What most people don't know is that Picasso was a very gifted art student from a very young age. He was academically trained, at first by his father (also a painter) and then by academies in Barcelona and Madrid, although the boy was not a very assiduous student. He began his move to Paris in 1900 when he was 19, about the time he created the self-portrait seen here.
First of all, can we agree that Pablo was a hottie? You don't have to agree, but the evidence is clear: his string of sexual conquests was as impressive as his career as an artist. His self-portraits confirm his radiant life-energy, and very few were those who could resist his charms either in the bedroom, the studio, or salon.

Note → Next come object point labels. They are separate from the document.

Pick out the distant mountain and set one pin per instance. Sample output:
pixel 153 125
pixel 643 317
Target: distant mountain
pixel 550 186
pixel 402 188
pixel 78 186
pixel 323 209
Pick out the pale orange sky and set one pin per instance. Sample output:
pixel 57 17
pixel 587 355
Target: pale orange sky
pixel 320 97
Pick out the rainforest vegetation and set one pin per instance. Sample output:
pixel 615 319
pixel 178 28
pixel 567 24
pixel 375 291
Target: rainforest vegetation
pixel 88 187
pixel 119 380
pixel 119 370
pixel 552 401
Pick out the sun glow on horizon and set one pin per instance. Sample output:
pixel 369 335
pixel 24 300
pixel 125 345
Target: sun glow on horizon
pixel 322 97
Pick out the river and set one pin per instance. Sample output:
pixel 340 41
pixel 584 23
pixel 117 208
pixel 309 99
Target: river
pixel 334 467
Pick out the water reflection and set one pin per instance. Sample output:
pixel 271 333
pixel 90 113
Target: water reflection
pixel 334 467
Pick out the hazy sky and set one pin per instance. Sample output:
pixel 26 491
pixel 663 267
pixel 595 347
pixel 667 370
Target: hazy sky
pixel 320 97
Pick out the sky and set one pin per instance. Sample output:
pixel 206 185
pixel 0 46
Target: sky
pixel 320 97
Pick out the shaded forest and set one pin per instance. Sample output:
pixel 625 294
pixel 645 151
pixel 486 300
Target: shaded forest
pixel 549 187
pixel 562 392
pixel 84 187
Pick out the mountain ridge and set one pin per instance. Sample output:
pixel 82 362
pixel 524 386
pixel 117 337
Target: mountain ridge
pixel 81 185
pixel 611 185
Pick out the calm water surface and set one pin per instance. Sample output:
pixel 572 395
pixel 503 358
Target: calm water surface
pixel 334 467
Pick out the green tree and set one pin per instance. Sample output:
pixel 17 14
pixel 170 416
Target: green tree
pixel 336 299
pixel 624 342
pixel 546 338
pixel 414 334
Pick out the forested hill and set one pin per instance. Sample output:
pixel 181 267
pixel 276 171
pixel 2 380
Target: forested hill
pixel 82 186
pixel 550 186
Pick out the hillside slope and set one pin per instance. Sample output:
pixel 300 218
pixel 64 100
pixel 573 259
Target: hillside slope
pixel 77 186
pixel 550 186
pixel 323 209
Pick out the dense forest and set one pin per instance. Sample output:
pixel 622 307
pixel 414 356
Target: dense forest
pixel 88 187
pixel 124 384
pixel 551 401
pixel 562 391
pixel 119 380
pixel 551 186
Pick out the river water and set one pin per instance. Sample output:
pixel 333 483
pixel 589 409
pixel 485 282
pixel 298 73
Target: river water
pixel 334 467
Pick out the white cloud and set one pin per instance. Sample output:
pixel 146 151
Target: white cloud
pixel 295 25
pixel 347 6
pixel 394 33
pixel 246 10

Throughout his life Picasso painted self-portraits, and over at Open Culture they've curated a series of these works. Open Culture presents them as a timeline of his evolving artistic styles, but I think we can see even more his SUCCESSIVE APPROXIMATION as a human. Who among us has not changed from being 18 to being who we are now? (Unless you're still 18, in which case I say, God bless you and have a safe journey!)
What interests me about the process is how the artist—not just Picasso but all of us—uses his/her work both to 1) examine the changing self; and 2) propel and announce the changes. At least, I think that's what we as artists should be doing. "Who am I this time?"
So get to work: keep a record of who you are. Has your work changed as you've changed? Have you changed? As Heraclitus reminds us, πάντα χωρεῖ καὶ οὐδὲν μένει. See to it.